Heute stelle ich drei Entscheidungen zu Ablehnungsfragen (§§ 24 ff. StPO) vor.
Ich eröffne mit dem BGH, Beschl. v. 14.04.2020 – 5 StR 14/20. Das LG hat den Angeklagten wegen Totschlags und gefährlicher Körperverletzung verurteilt; es hat sich um den sog. Chemenitzer Stadtfest-Fall gehandelt. Der BGH hat die Revision verworfen. Er macht in seinem Verwerfungsbeschluss dann auch Ausführungen zur einer Rüge des Angeklagten, mit der geltend gemacht worden war, ein Befangenheitsgesuch sei zu Unrecht abgelehnt worden:
„c) Die Rüge, ein Befangenheitsgesuch sei zu Unrecht abgelehnt worden, bleibt ebenfalls ohne Erfolg. Zu der Beantwortung des von der Verteidigung vorgelegten „Fragenkataloges“, mit dem etwaige Befangenheitsgründe erfragt werden sollten, waren die Mitglieder der Schwurgerichtskammer unter keinem rechtlichen Gesichtspunkt verpflichtet.

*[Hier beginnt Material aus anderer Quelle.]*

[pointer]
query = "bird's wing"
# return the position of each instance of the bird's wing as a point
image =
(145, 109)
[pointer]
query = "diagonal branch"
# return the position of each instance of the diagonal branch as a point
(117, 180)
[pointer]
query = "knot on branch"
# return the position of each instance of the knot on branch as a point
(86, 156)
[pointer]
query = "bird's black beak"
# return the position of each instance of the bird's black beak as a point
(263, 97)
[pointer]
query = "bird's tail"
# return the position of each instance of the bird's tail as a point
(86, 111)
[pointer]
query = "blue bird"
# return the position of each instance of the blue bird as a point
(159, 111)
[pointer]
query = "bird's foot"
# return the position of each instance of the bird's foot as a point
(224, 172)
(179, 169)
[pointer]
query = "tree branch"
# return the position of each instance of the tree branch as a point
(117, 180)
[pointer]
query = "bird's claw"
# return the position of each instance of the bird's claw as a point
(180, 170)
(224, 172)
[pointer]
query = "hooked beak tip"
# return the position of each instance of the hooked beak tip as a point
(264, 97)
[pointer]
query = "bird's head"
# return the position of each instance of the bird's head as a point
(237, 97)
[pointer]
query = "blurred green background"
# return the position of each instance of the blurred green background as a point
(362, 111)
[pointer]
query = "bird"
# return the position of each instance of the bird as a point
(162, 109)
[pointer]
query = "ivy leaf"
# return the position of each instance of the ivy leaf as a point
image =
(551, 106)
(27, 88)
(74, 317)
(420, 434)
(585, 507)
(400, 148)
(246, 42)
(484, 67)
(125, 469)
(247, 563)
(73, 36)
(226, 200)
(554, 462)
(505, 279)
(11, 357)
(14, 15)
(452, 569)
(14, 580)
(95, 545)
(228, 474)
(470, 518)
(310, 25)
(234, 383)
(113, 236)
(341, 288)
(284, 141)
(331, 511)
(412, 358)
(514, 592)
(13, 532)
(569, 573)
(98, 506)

Nach den Regelungen über den Ausschluss und die Ablehnung von Gerichtspersonen gibt es einerseits gesetzliche Ausschlussgründe, die nach §§ 22, 23 StPO von Amts wegen zu berücksichtigen sind. Richter und Schöffen sind zum anderen nach §§ 30, 31 StPO dienstlich verpflichtet, von Verhältnissen Anzeige zu machen, die ihre Ablehnung nach § 24 StPO rechtfertigen könnten. Jenseits davon hat der Antragsteller die von ihm behaupteten Gründe, die eine Besorgnis der Befangenheit rechtfertigen sollen, selbst vorzutragen und glaubhaft zu machen (§ 26 Abs. 2 StPO).
Dass ein Antragsteller ohne hinreichend konkrete tatsächliche Anhaltspunkte – gleichsam „ins Blaue hinein“ und aufs „Geratewohl“ – durch Fragenkataloge mögliche Befangenheitsgründe ausforscht, sieht das Gesetz nicht vor. Eine solche Möglichkeit würde auch der Systematik der Ausschluss- und Ablehnungsregeln widersprechen. Das Regelungsgefüge der §§ 24 ff. StPO würde unterlaufen, wenn ohne konkrete tatsächliche Anhaltspunkte ein gesetzlich nicht vorgesehenes „Ausfragerecht“ der Ablehnungsberechtigten (§ 24 Abs. 3 Satz 1 StPO) etabliert würde. Dass derartige tatsächliche Anhaltspunkte bei einzelnen Mitgliedern der Schwurgerichtskammer konkret bestanden hätten, ist dem Revisionsvorbringen nicht zu entnehmen. Der Hinweis auf allgemeine politische Entwicklungen reicht hierfür nicht aus. Den Anforderungen an ein faires Verfahren ist durch das Verfahren des Schwurgerichts Genüge getan.“
In dem Verfahren war die Antragstellung ja insgesamt recht kreativ, siehe schon BGH 2 ARs 69/19, wobei der BGH meinte, die Antragsbegründung habe einen pauschal die Bevölkerung mehrerer Bundesländer verunglimpfenden Charakter….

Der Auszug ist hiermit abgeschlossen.